In March 2010 some of the non-executive directors of Northern Ireland Water Limited, including Mr. Declan Gormley were dismissed from the board of that company by the then Minister for Regional Development, Mr Conor Murphy. The Department was the sole shareholder in the company.

Whilst this is regretted, it would now be impracticable for the situation to be reversed.

Notwithstanding this the Department categorically acknowledges that Mr Gormley was not guilty of any personal wrongdoing or misconduct in his role as non-executive director of Northern Ireland Water. The Department further acknowledges that his removal from office did not reflect adversely in any respect on his character or integrity.

The Department has now apologised to Mr Gormley and has agreed to pay his costs. Mr Gormley has accepted the apology, which is all that he wished to secure from this litigation. Accordingly the matter is now closed.”

The plaintiff will not receive any damages but the Department will pay the plaintiff’s reasonable costs to date.
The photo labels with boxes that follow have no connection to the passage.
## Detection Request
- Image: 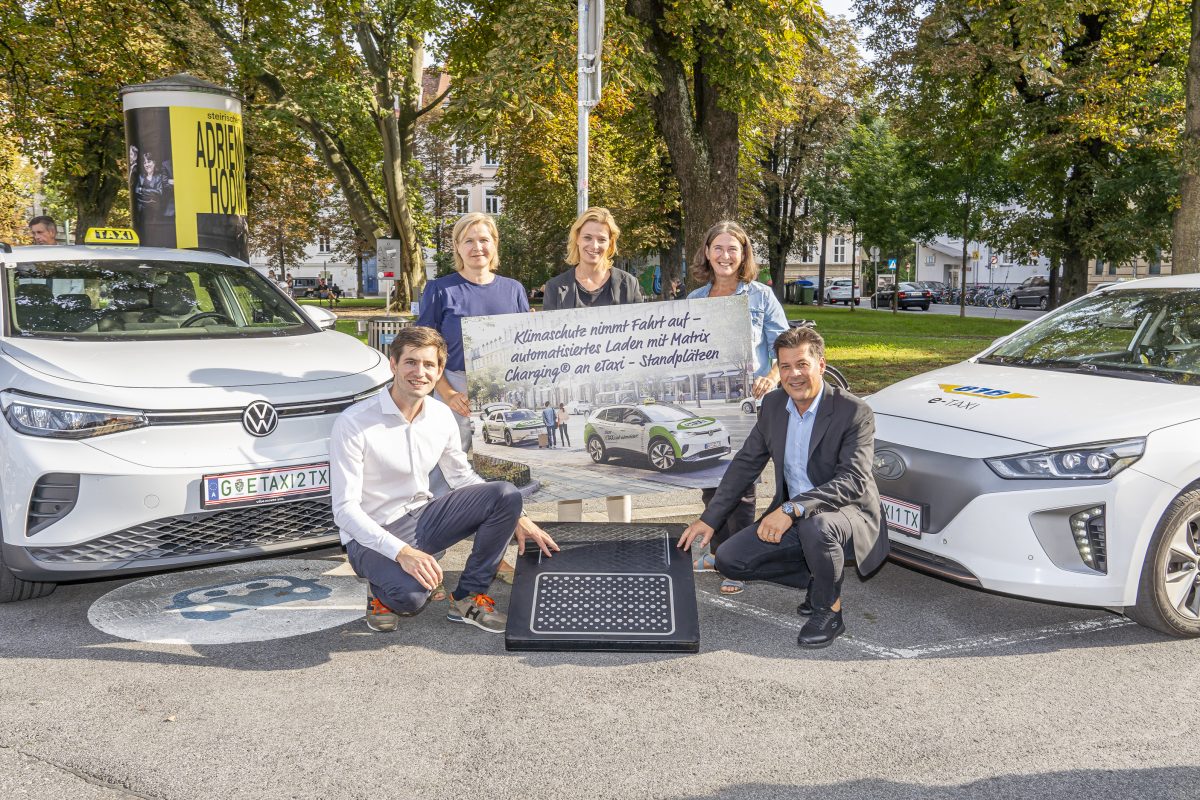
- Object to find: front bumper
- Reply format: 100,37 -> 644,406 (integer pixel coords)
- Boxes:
876,440 -> 1174,607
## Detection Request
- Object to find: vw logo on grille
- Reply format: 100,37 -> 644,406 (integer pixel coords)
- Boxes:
871,450 -> 907,481
241,401 -> 280,437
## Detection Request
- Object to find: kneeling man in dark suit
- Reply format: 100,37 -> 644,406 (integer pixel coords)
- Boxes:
679,327 -> 888,648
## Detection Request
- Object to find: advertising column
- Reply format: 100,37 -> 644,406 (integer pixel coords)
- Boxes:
121,74 -> 250,260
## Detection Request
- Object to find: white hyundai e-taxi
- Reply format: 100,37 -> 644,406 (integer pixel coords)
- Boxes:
868,275 -> 1200,636
0,235 -> 391,602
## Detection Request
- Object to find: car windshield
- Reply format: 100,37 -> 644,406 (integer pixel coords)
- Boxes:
642,405 -> 696,422
5,260 -> 313,339
980,289 -> 1200,384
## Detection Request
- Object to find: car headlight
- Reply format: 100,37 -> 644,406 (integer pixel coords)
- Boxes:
0,391 -> 149,439
984,438 -> 1146,481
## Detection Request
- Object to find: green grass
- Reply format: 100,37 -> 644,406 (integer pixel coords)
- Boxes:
785,306 -> 1025,395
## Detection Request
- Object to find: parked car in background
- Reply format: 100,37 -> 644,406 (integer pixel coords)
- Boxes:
479,402 -> 512,420
824,278 -> 863,306
868,275 -> 1200,637
566,401 -> 592,414
1008,275 -> 1050,311
484,408 -> 546,447
583,403 -> 730,473
871,283 -> 932,311
0,231 -> 391,602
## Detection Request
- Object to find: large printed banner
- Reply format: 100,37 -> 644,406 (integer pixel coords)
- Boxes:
462,296 -> 756,503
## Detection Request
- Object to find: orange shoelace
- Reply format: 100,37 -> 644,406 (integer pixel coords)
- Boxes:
371,597 -> 391,614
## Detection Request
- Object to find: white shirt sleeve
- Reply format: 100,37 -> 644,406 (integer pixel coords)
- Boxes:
329,415 -> 407,561
438,417 -> 487,489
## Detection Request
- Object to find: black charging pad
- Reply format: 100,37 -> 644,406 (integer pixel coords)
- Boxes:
504,522 -> 700,652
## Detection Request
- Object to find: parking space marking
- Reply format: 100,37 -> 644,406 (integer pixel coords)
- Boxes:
696,589 -> 1136,658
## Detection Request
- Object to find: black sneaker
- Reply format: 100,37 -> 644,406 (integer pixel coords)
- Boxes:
367,594 -> 400,633
796,608 -> 846,649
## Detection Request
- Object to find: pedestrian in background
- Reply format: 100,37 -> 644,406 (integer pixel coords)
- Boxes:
688,219 -> 787,595
554,403 -> 571,447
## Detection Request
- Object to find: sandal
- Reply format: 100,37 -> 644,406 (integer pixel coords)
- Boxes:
496,559 -> 517,587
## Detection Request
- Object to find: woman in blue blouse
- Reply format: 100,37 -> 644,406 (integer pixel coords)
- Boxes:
416,212 -> 529,583
688,219 -> 787,595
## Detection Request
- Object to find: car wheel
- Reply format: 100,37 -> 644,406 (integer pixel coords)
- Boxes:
1124,488 -> 1200,637
588,437 -> 608,464
646,438 -> 678,473
0,534 -> 59,603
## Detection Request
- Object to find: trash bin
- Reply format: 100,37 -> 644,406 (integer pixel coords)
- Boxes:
367,317 -> 413,354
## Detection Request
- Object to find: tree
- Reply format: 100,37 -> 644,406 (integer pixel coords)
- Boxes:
1171,0 -> 1200,273
858,0 -> 1188,300
186,0 -> 454,307
0,0 -> 223,241
743,19 -> 866,302
448,0 -> 818,286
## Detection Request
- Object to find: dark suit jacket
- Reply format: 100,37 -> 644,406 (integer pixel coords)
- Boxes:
700,381 -> 888,575
541,266 -> 642,311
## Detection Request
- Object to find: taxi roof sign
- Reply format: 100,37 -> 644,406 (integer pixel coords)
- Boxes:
83,228 -> 138,245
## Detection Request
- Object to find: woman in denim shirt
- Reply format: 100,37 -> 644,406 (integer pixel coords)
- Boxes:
688,219 -> 787,595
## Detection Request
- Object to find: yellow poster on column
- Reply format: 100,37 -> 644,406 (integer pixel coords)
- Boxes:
170,106 -> 248,260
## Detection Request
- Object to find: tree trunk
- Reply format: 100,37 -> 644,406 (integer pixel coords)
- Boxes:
625,0 -> 739,285
1171,0 -> 1200,275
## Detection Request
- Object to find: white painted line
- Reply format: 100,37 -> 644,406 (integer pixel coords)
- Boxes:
696,589 -> 1135,658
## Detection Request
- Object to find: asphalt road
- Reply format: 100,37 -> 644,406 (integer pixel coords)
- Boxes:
0,532 -> 1200,800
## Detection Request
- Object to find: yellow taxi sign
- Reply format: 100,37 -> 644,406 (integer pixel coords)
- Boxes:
83,228 -> 138,245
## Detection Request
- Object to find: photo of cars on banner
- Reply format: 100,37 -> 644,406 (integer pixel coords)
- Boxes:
463,296 -> 756,501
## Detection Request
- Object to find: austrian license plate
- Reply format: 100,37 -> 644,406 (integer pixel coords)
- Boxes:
200,463 -> 329,509
880,495 -> 925,539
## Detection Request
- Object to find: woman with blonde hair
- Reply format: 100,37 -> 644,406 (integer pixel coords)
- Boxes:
416,212 -> 529,583
688,219 -> 787,595
542,206 -> 642,311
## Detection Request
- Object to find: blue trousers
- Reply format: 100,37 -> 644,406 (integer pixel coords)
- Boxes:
346,481 -> 522,613
716,511 -> 853,608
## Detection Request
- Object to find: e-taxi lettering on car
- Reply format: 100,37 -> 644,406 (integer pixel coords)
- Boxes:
937,384 -> 1037,399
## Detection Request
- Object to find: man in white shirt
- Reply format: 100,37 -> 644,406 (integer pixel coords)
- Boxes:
329,326 -> 558,633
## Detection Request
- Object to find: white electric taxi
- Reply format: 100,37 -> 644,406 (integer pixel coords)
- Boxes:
0,231 -> 391,602
868,275 -> 1200,637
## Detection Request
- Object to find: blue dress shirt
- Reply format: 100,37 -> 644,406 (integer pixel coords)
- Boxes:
784,381 -> 824,498
688,281 -> 787,378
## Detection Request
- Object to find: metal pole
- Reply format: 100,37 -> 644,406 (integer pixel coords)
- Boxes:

As always I had to weigh a number of factors in coming to my decision. I believe that I have acted entirely in the public interest in deciding that this case should be settled.

 

 

Finance and Personnel

  

De-agentisation of Land and Property Services

 

Published at 12:00 noon  on Friday 22 February 2013

Mr Wilson (The Minister of Finance and Personnel): In recent months my department has considered the future delivery of the functions provided by Land & Property Services (LPS). As a result, I have agreed that LPS will cease to be an Executive Agency within the Department from 1 April 2013.

LPS will retain its branding and continue to deliver the same services as before, but as a business area within the Department rather than as an Agency. This is largely an administrative change and will have no impact on the daily work of the majority of staff.